Regressing home point margin against away mileage traveled from 2002 to 2019 yields a slope of 0.0006 and an intercept of of 1.86, with the p-value of the slope resting on the edge of 0.05 significance:
Because 538’s model is not a linear regression and it is likely optimized over a longer data set, it’s not surprising that the optimal values differ from the regression. Generally speaking, this regression seems to confirm travel distance as an important factor.
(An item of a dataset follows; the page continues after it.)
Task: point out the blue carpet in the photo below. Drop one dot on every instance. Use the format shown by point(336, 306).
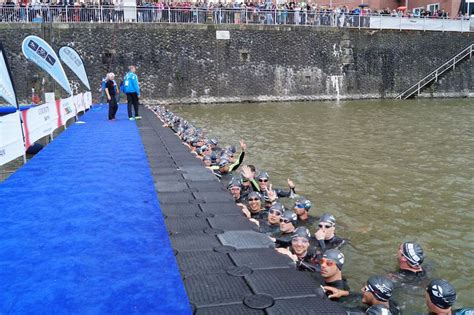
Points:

However, it is important to highlight that divisions are organized geographically, and as a result, divisional games create selection bias in the travel distance variable:
Divisional Game | Non Divisional Game | |
---|---|---|
Away Distance Traveled (mi) | 650 | 1,143 |
Instead of using miles traveled, the nfelo model adjusts HFA based on whether or not the game is played between teams in the same division. Given the difference of away travel distance in divisional games, it’s not surprising then that a binary variable for divisional matchup is also significant when used in a regression for HFA:
When the binary divisional matchup variable is introduced into the away distance regression, the p-value of away travel distance balloons:
In a model with such significant multicollinearity, the binary divisional variable seems to be the one to keep. Using this approach, base HFA should provide a 73.75 Elo advantage, which can then be adjusted down by 34 for divisional matchups.
Conclusion
Our understanding of HFA is anecdotal and unproven. Crowd noise, biased officiating, familiarity with stadium, and the benefit of more preparation time could all be plausible explanations and deserve further exploration. However, if we can’t explain why HFA exists to begin with, we shouldn’t have great confidence in our ability to predict what it will do in the future.
In the end, we can only model what we know with decent certainty--HFA is lower today than it was in the past and when divisional opponents play each other, HFA should be adjusted down.